分散型メディア、そこから無意識のメディアの時代


by古川健介 (起業家)


次に来るメディアの形ってなんだろう?と多くの人が考えていたりしますよね。

で、最近、よく聞くのが「分散型メディア」です。スマートニュース執行役員の藤村厚夫さんという方は、海外のメディアにも詳しくて、Facebookやブログはメディア業界の人にとっては必読なのですが、藤村さんも以下のような記事を書いています。

なるほど。

「分散型メディア」というのは、要はトップページや、自社サイトを持たなくてもいい、という形です。FacebookやTwitter経由で記事を読むことが多くなってくると、そもそもURLがあって、そこに移動しなくても、その場でコンテンツ読めたほうが早くて便利だよね、的な感じです。

この形は当然あると思っていて、普通に考えると、ビジネスモデルさえ構築できれば、一気にその方向にいくと思います。FacebookのInstant Artcilesとかが、その始まりじゃないか?という意見もあります。

この流れは、ユーザーにとっても便利だし、メディアにとっても読者が増えるのでいいと思うのですが、問題としては、「メディアとしてのブランドってどうなるの?」というのがあります。

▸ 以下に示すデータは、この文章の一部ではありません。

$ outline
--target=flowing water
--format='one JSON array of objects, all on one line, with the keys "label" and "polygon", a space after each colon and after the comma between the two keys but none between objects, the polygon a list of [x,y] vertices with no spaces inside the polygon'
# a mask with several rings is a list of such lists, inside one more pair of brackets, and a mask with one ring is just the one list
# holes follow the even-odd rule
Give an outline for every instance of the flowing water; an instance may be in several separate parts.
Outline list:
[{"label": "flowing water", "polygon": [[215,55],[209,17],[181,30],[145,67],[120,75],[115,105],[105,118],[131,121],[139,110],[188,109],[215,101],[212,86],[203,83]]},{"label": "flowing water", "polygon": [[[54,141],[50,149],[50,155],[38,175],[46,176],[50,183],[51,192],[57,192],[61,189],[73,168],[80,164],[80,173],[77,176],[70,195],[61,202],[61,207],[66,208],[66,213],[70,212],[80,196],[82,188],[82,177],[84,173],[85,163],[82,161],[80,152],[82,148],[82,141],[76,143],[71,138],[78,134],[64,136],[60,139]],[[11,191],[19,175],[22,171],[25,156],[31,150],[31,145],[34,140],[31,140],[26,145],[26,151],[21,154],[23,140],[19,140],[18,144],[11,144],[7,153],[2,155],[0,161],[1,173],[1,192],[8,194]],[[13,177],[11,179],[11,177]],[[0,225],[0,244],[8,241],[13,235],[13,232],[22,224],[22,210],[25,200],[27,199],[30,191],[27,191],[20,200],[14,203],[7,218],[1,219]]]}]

国内のWebメディアの進化を3年はやめていると言われることもある「メディアの輪郭」の佐藤さんが言及していました。

このあたり、未だ答えがでていないところであります。

今後のWebメディアの流れ

僕は、今のWebメディアの状況と、ちょっと先の未来は以下みたいになると思っているのです。

  • コンテンツを出す場所が自社メディアじゃなくなっていく
  • そうすると、ブランドを認知してもらわないといけなくなる
  • ブランドを認知してもらえないところは、One of Themの一コンテンツとして消費されてしまう
  • そのコンテンツの消費のされ方は、コンテンツそのものがバズるかどうかが重要になるので、消耗戦になりがち
  • いわゆる「釣りコンテンツ」や「炎上マーケティング」が起こってしまう

まとめると、ブランドを作っていくか、個別のコンテンツごとの消耗戦を戦いぬくかの二択になっているのではないかと。

どちらの道も険しいのですが、ゼロ年代〜10年代初頭の「SEOで集客して着地ページで稼ぐ」が通用しなくなった今、次のステージに入ったということでしょう。

無意識コンテンツ

で、個人的に興味があるのが上記の流れの一つとして「無意識に消費するコンテンツが増えそう」というところです。

Apple Watchなどを使ってみるとわかるのですが、このくらい、通知が細切れかつコンパクトに来ると、コンテンツの消費への意識が低いのですね。

たとえば、ニュース速報のタイトルがApple Watchに来たら、ちらっと時計を見て、タイトルをみて「ああ、こんなことが起きたんだな」と頭で一瞬で認識したりしそうです。

となると、コンテンツを消費しているという意識が非常に希薄なんですね。Apple Watchを見たことすら1分後に忘れてたりします。

そうなると、メディアのブランドとかいう話よりも前に、コンテンツを消費しているという意識すらないものがでてくるのではないかと。

というか、時間とか、天気とか、温度とかの小さい情報だったらすでにそういう状況ですよね。たとえば、朝のニュース番組で、上のほうに天気が出ていたりしますが、あれは、なんとなく目にして「今日は晴れだな」と無意識レベルで消費していたりするケースが多いのではないかと。

なぜそうなるかというと、このあたりのコンテンツは表現の幅がほとんどないので、誰が、何を書いているのか、という点によるコンテンツの変化の幅がないからではないかと。天気とかだと、せいぜい天気アイコンの違いくらいでしょうし、ニュースだと、タイトル12文字の中しか幅がない、という感じですね。

なので、なかなか「メディアのブランド」が浸透することは難しい。表現の幅が小さいものに関してはコンテンツだけでは勝負できなくなるのではないかなと。

たとえば、天気サービスだったら、どのタイミングで天気を伝えるか?という点のほうが重要になる。

もはや「どのデバイスで、いつ見たかも忘れる、誰が作ったかも意識しない」みたいなコンテンツが増えてくると、よりメディアにとっては、戦い方が今までとは異次元になっていくるんだろうなあ、と思っています。